In the Octagon, Johny Hendricks looks like a left-handed Leonidas who grunts when he sleeps.
He charges with enough reckless abandon to make the Juggernaut (NSFW) retreat like he just messed with Sasquatch.
If Dracula drank Hendricks' blood, he'd wake up with a hangover from getting drunk with power.
You get the point: Johny Hendricks is intimidating.
But outside of the cage, his demeanor flips the script and is infinitely more serene. Hendricks seems less like a hard-hitting cage fighter and more like a camp counselor ready to hand out pamphlets and oatmeal cookies.
Judging from his responses, Hendricks tends to see life through a long-sighted lens.
Firstly, the bearded brawler revealed that he naturally walks around at 215 to 220 pounds. Considering welterweights often tip the scales at (roughly) 175 on fight night, the 40-plus-pound cut explains why he resembles a pocket-sized Paul Bunyan in the Octagon.
Hendricks proceeded to raise a few eyebrows by referring to UFC 167 as "Hendricks-GSP I." When asked about the added number, he giddily grinned and offered, "I know I have to beat him twice."
The stone-fisted contender explained:
I've got to beat him twice. I'm not going to beat him once and get away with it. I've got to beat him twice, unless it's just a...blowout for me.

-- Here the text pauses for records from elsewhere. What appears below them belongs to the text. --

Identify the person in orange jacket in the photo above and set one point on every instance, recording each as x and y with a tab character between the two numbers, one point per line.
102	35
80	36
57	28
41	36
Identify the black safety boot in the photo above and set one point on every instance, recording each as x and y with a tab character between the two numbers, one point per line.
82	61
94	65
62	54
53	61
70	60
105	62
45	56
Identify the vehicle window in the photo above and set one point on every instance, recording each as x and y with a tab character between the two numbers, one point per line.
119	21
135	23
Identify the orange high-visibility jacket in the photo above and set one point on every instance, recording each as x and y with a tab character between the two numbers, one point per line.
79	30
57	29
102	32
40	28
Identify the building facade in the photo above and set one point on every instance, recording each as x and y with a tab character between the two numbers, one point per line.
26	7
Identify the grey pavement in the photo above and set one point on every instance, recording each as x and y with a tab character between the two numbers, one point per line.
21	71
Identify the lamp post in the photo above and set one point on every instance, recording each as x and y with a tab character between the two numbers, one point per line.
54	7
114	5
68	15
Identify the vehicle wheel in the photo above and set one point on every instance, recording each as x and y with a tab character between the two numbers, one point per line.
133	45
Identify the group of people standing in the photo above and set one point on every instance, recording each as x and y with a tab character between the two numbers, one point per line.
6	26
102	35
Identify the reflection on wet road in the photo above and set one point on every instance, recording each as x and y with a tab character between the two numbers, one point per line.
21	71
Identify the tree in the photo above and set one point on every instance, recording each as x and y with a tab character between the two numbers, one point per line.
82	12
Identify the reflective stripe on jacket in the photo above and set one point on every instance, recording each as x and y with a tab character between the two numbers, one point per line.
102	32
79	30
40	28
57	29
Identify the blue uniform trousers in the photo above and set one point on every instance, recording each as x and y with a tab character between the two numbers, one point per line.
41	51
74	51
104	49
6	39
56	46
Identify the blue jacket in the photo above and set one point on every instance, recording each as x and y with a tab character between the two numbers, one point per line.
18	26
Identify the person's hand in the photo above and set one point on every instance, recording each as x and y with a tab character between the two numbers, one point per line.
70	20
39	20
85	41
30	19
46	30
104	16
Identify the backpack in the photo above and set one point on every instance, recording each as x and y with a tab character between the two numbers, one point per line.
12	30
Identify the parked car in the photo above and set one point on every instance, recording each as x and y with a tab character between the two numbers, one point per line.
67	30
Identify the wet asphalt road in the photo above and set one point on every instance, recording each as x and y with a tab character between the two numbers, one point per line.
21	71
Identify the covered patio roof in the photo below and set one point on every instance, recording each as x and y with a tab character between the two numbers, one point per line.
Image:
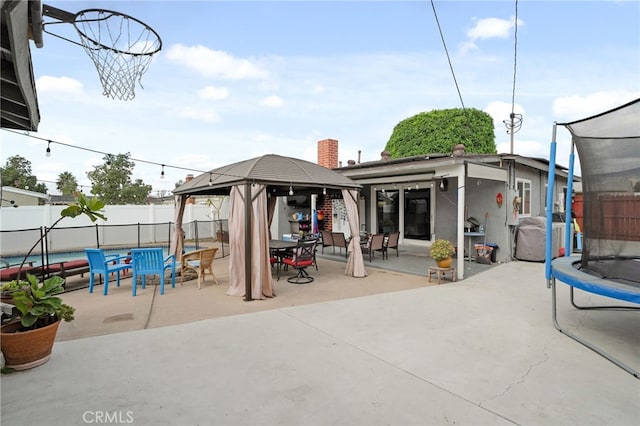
272	175
277	172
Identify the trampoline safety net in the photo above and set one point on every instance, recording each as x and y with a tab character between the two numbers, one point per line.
608	146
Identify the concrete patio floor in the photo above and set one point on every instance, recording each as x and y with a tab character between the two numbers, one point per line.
387	349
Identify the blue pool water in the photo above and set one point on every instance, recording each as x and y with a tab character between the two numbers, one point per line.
58	257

You know, that's the only way that it's not going to happen. But if I go out there and knock him out in the first round, there's going to be GSP [vs. Hendricks] II.
If Hendricks follows through and upsets St-Pierre, UFC president Dana White will find himself staring at a pot-bellied cash cow. Hendricks, who was born in Oklahoma and trains in nearby Dallas, has already expressed interest in holding a potential rematch at Jerry Jones' AT&T Stadium (home of the Dallas Cowboys and the world's largest epileptic nightmare).
In the history of American-hosted UFC events, Dallas drew the second-highest attendance with 17,428 spectators at UFC 103: Franklin vs. Belfort (2009). The recently renovated AT&T Stadium seats 80,000 ticket holders.
Texans clearly like their cage fights.
If White signed off on a grudge match that pitted a would-be local champion against a future legend, connecting the dots makes out a paycheck that could dwarf the overhead screen.